We present a case of NS with a positive familial history, admitted due to failure to thrive and erythroderma and severe diarrhea. The diagnosis was based on clinical as well as histological findings.
A 63-day-old boy, born premature at 1850 g to non consanguineous parents was admitted due to severe failure to thrive and diarrhea and generalized erythroderma and scaling. There was a history of one missed conception and previous child who succumbed to death at seventh month due to icthyiosiform disease and recurrent infection without any specific diagnosis. The weight gain was only 200 grams in 2 months. He was irritable and the skin examination showed generalized erythroderma covered by fine, translucent scales on extremities and scalp. This case was examined with colonoscopy and active colitis was diagnosed. Blood culture was positive for staphylococcus aurous. His hair fall was significant at admission (Fig. 1). The typical characteristic of bamboo hair was determined (Fig. 2). The laboratory findings during hospitalization showed mild hypernatremia (serum sodium=150), direct hyperbilirubinemia (Total bilirubin=9, direct bilirubin=6.2), elevated hepatic enzymes (aspartate aminotransferase =140, alanine aminotransferase=54), hypo¬thyroidism (thyroid stimulating hormone =13, thyroxine=7) and C-Reactive protein=4+. He did not tolerate breast milk; therefore we started a specific hypoallergenic formula (Neutramigen) parallel with parenteral nutrition. Unfortunately, he succumbed to death a month later due to infection. His irritability might be related to universal pruritis whereas generalized sweeping with paraffin relieved this symptom.
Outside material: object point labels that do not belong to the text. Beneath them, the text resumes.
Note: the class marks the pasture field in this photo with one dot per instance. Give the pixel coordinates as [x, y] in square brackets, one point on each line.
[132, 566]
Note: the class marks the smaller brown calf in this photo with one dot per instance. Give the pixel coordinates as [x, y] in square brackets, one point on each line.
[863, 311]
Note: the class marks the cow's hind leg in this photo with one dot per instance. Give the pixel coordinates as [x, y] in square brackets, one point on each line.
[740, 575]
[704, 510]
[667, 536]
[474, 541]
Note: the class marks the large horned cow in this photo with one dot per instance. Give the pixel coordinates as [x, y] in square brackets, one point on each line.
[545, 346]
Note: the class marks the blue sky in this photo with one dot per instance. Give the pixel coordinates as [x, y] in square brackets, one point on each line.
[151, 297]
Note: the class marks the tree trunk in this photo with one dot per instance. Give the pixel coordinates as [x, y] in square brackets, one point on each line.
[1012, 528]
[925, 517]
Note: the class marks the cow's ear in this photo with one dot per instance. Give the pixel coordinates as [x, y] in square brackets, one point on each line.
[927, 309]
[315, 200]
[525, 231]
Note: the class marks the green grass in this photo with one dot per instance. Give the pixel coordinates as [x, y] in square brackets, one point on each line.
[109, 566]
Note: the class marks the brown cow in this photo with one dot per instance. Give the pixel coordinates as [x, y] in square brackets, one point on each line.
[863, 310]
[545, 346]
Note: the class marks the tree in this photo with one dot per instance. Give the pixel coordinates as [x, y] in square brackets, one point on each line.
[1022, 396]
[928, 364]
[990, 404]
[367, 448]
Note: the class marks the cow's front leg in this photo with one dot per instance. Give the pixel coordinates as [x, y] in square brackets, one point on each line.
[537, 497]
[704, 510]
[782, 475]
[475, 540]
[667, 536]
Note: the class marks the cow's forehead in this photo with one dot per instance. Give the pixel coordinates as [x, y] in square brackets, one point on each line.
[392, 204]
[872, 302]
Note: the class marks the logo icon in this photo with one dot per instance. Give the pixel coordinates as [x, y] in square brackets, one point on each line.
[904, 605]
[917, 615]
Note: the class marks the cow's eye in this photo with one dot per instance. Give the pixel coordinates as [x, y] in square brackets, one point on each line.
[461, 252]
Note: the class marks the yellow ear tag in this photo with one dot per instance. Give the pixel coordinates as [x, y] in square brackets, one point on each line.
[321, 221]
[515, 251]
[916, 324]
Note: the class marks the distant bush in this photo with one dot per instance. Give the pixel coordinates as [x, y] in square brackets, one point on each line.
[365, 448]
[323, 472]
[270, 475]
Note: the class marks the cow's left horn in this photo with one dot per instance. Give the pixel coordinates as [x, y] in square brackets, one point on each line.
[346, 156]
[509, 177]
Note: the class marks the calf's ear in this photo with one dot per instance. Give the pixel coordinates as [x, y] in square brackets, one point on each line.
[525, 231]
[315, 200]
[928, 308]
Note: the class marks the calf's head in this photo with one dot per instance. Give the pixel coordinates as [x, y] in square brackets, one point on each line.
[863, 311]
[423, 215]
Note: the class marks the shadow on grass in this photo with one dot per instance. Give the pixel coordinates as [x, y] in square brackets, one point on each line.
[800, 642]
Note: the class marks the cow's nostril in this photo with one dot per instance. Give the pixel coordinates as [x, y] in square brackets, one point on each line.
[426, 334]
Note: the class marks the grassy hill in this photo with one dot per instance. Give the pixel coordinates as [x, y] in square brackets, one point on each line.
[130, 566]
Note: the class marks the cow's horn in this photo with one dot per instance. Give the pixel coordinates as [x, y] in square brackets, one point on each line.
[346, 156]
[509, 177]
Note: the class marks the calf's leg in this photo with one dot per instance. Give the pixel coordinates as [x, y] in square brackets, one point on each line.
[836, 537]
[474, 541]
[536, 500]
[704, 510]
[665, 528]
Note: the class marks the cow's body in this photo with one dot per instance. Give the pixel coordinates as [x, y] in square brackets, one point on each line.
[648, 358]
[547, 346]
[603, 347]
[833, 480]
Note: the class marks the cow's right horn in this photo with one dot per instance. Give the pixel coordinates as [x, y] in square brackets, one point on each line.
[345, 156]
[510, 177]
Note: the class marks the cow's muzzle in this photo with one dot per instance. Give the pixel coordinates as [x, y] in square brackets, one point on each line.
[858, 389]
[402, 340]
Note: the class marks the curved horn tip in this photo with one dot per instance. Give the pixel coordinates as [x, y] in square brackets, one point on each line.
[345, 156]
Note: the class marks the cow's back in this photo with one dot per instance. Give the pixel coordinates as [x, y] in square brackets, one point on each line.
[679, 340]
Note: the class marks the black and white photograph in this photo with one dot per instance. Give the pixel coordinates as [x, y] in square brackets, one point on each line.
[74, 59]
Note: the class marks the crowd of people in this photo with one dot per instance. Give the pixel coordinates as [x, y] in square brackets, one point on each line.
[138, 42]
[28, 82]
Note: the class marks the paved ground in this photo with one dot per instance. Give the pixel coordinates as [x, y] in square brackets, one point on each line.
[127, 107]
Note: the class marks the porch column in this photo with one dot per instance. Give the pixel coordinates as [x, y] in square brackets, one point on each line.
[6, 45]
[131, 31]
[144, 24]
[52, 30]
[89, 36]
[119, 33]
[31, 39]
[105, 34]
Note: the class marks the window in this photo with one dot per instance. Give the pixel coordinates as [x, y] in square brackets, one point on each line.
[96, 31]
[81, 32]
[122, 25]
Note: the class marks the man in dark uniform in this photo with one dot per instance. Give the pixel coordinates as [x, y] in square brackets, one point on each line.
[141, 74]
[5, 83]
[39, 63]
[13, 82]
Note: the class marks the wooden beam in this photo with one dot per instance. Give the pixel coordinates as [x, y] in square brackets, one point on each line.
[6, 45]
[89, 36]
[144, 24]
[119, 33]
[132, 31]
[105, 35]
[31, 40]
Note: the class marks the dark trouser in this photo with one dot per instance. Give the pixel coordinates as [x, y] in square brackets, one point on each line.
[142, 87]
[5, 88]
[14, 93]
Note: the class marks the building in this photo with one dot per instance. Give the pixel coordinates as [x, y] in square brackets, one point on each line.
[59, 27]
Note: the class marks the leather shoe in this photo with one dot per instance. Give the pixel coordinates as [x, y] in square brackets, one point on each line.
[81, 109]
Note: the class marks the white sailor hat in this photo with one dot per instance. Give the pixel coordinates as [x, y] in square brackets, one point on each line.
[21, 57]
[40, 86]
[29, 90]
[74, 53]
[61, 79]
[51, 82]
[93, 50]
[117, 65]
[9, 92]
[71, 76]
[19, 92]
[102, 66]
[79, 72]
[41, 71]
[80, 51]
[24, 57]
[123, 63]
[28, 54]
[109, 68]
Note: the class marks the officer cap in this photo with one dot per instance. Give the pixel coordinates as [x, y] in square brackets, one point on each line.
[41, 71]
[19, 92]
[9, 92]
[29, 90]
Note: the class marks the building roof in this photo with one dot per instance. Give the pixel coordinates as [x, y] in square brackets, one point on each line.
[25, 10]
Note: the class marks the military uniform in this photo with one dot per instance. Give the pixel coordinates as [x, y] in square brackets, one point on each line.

Sepsis was diagnosed by positive blood culture for  Staphylococcus aureus. His antibody screen was almost normal except for IgE level which was slightly elevated (IgE=7.6 mg/dl). Our patients had sparse, brittle and markedly thin hair alongside trichorrhexis nodosa (bamboo hair). Typically,

Fig. 1: Generalized erythroderma and hair fall in Netherton Syndrome

Fig. 2: Bamboo hair

diagnosis was delayed until the appearance of the pathognomonic hair shaft anomaly. Rectal endoscopic biopsy showed active colitis compatible with dermopathic enteropathy reported by other authors. Diagnosis was made by triad of congenital erythroderma, bamboo-like growths in the hair shaft and failure to thrive due to prolonged diarrhea.
In summary, children with ichthyosiform dermatosis, diarrhea and growth failure may have underline disease such as NS. We would like to highlight the importance of recognition of growth failure and severe diarrhea and malnutrition in these children as well as prompt treatment of any infections.